4. any general guide on how to go about this migration

Thank you,

Answer 1

@AO Thank you for reaching out to us, As I understand you are planning to migrate/move from a non-Microsoft endpoint protection solution to Microsoft Defender for Endpoint.

Would recommend to review this doc - https://learn.microsoft.com/en-us/defender-endpoint/switch-to-mde-overview which has the detailed steps, process of migrating to Defender for Endpoint can be achieved in three phases as mentioned in this doc.

Reference:

https://learn.microsoft.com/en-us/defender-endpoint/migration-guides

https://techcommunity.microsoft.com/t5/microsoft-defender-for-endpoint/bd-p/MicrosoftDefenderATP

For license details - https://learn.microsoft.com/en-us/defender-endpoint/minimum-requirements

Above mentioned doc should be the best guide to begin with, if in case you have further questions would recommend engaging our consulting team who can assist you further on this.

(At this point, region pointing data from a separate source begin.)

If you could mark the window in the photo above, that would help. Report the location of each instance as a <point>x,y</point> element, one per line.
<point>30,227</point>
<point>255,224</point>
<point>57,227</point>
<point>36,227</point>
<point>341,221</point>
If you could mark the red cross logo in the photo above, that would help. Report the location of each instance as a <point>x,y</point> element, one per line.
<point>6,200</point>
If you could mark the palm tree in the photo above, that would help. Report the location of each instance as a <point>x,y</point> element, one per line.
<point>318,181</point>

Also, came across this youtube video - https://www.youtube.com/watch?v=_MiNDetIAvk which might help here.

Let me know if you have further questions, feel free to post back.

Please remember to "Accept Answer" if answer helped, so that others in the community facing similar issues can easily find the solution.

Answer 2

MDE does not block onboarding for unlicensed servers, though you will need to true up eventually. Stand-alone licenses for servers can still be purchased through resellers. There are no public links on this but talk to your Microsoft sales contacts if interested.

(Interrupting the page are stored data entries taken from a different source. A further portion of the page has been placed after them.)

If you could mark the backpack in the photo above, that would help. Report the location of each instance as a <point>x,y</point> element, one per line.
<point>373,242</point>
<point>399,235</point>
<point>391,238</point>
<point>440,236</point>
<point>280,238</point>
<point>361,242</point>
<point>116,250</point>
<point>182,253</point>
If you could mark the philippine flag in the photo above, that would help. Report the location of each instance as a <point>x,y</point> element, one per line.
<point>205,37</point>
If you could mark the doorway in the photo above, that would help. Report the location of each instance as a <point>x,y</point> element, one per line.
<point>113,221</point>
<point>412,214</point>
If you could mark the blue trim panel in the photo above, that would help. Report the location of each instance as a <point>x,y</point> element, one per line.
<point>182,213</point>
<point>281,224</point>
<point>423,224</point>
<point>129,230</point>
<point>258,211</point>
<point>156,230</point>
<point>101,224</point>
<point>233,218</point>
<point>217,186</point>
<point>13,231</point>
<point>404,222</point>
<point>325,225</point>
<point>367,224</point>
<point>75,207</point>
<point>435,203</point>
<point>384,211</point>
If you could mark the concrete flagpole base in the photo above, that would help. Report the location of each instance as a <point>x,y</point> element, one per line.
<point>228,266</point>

The recommended way to license servers for MDE is actually Defender for Servers (part of Defender for Cloud). There are two D4S options, P1 and P2, both include MDE server licenses. Though Linux is only supported on P2. Generally, P1 pricing is comparable in price to a stand-alone license, though P2 is more expensive. If you have a large number of non-Azure Linux servers, you might prefer stand-alone licensing.

D4S onboarding of Azure VMs is rather seamless. All Azure policy and extensions. Though onboarding non-Azure servers may require Azure Arc. D4S is moving to an agentless model soon. Refer to current docs.

By default, D4S will onboard these servers to MDE automatically. Though this onboarding can be disabled if you prefer traditional MDE onboarding (script, MECM, GPO). You may prefer to control the timing of MDE onboarding.

When migrating from a 3rd party AV, the best approach is to deploy MDE side-by-side with your 3rd party AV. The MDAV service will run in a passive mode. Verify that passive mode activation was successful and become familiar with the wide range of features that do function in passive mode. When you are ready, begin disabling or removing your 3rd party AV and verify MDAV is in active mode. These active/passive transitions should be automatic but verify to be sure. it may not be automatic with older Windows OS and Linux. This ensures that your servers are never without AV protection.